Saey had heard, along with many others, that Martinez City Council was reviewing the possibility of either relocating or exterminating the birds because they were allegedly feeding on eggs of resident geese and ducks.
“I’ve seen seagulls come by and eat hatchlings – that’s just what they do. But swans are peaceful. All they do is feed on bottom plants,” Saey said.
Harbor Master Olivia Ortega had also heard about the swans’ alleged fate, and said she’d be happy to sign a petition against their relocation or elimination. “They mate for life. They’re a beautiful addition to the marina. I know they’re not native, but they’ve brought along a really nice effect to the marina. I don’t understand why they’d need to be gotten rid of,” Ortega said.
Several other residents contacted the Tribune for more information on the swan situation, but nobody could point to a source. And when the Tribune contacted officials to confirm the veracity of the information, none had any knowledge of the rumor.
“It is amazing what the Martinez rumor mill can come up with.
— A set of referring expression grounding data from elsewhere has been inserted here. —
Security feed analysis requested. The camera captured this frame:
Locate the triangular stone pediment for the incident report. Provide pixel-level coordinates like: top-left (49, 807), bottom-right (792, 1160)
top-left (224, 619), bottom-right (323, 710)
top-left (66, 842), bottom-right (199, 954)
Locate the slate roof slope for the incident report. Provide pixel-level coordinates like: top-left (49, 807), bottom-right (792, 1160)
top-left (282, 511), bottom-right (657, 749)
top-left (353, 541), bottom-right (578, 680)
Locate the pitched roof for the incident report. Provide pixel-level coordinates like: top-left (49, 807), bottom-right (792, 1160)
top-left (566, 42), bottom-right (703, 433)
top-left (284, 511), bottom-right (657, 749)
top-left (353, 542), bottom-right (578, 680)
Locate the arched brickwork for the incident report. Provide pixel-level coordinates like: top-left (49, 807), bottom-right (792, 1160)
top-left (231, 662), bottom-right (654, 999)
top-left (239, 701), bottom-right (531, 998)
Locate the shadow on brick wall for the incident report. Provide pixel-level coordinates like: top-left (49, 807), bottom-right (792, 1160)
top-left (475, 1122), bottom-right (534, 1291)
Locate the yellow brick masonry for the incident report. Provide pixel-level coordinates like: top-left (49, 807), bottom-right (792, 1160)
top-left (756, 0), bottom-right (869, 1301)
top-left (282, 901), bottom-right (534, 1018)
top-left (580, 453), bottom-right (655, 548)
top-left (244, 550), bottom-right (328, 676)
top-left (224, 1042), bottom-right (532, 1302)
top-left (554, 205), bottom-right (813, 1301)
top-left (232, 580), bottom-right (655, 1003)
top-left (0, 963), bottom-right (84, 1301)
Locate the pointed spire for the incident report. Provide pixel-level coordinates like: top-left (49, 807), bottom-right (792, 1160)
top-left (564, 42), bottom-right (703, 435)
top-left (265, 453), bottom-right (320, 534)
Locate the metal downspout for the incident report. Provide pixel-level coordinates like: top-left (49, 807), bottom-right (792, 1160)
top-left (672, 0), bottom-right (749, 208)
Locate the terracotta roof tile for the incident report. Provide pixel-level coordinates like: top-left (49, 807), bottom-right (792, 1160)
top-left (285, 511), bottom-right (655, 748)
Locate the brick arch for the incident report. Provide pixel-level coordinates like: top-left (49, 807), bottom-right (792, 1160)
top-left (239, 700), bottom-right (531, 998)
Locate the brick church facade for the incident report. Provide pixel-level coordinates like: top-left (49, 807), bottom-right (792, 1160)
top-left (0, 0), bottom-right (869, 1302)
How do people come up with this stuff?” said Mayor Rob Schroder in an email response. “There is absolutely no truth to this rumor. And it should be noted that most of the property on the west side of North Court Street is EBRPD (East Bay Regional Park District) land. [The] City is on the East. I doubt that EBRPD would condone the extermination of any wildlife on their lands.”
Carolyn Jones, public information supervisor for EBRPD, confirmed the mayor’s statement. “[Park staff] haven’t seen swans around, and even if they did, the last thing they’d do is harm them,” Jones said.
The swans, identified as European Mute Swans that likely left a private pond before coming to rest at the marina, first appeared in Martinez around Thanksgiving in 2014. The birds feast on aquatic vegetation and sometimes aquatic animals, but when food sources run short, they’ve been known to take to flooded agricultural fields such as those in the Bay-Delta region.
While it’s unknown if the swans are a mating pair, the conditions at Waterfront Park make for excellent nesting grounds. The species prefers shallow water surrounded by vegetation, and they often live in single pairs close to ducks and gulls. Cygnets, or young swans, have not been spotted alongside the pair.